All Right Seriously, I Need to Finish My Book
Goodbye for a bit
A little over a year ago, I published a post called “I’ll Be Back, I Need to Finish my Book.” I sometimes have strong epiphanies when I’m traveling, and one I had while in Buenos Aires last March prompted that post. I realized how little other types of entertainment and art matter to me in comparison to books. Movies, TV shows, podcasts, blog posts, and even Shorts and Reels can be great, don’t get me wrong. It’s not that they don’t matter. But books matter so much more, and it’s not even close. It’s all about books! Books are the highest form of art in my mind. They are what I remember and cherish and am inspired by the most.
But not too long after that post, I changed my mind about taking a break from Substack. I continued writing essays, while working a corporate sales job, staying committed to the gym, playing basketball all the time, and enjoying social life. I’ve balanced it all well, and still made significant progress on the book, but the progress has been somewhat sporadic. So I’ve decided one of those activities needs to be cut to free up some bandwidth, and the one that makes sense to stop doing for a bit is putting out blog posts every week.
Especially considering another reason my progress on the book has been somewhat sporadic: straight-up procrastination and fear. Working on the blog became a kind of distraction from working on the novel. Which is weird, because I’m so excited about the story, and think it is genuinely funny and clever. I also know I’d be more satisfied just knowing it exists, regardless of any outcomes. So I need to go make it actually exist!

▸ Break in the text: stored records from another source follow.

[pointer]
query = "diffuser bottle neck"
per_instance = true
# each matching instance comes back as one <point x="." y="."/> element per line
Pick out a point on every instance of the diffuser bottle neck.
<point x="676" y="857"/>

It takes a while even without procrastination and fear. And I’ve been laboring over every word, the good old-fashioned way. I could’ve been done a long time ago if I just used AI, but what would be the point of that? That would feel like a betrayal to myself. I’m not against using an LLM to help find grammar errors in your writing and maybe give a suggestion or two, but to generate or consistently rewrite the text? That does genuinely give me the ick. Better to have something a little bit “worse” that came from your mind than a “perfect” text that came from a data center.
Anyway, I hired a professional editor in December, and his copy edit and developmental feedback letter that I received in February were extremely helpful. While I already implemented his copy edits in the manuscript for the most part, I have not implemented the developmental edits, which is the actual hard part.
Whatever excuses I’ve been using—lots of traveling, moving apartments, starting a more demanding job—are all just that: excuses. So it is time to put my fours up. It is time for me to stop writing Three Point Thursdays and essays for now, as much as I absolutely love doing so. All of my writing energy has to go into Degrees of Absurdity.
Thank you for being here. It means a lot to me. You’ll still catch me on Substack Notes, but until the book is pretty much ready to be published, adiós.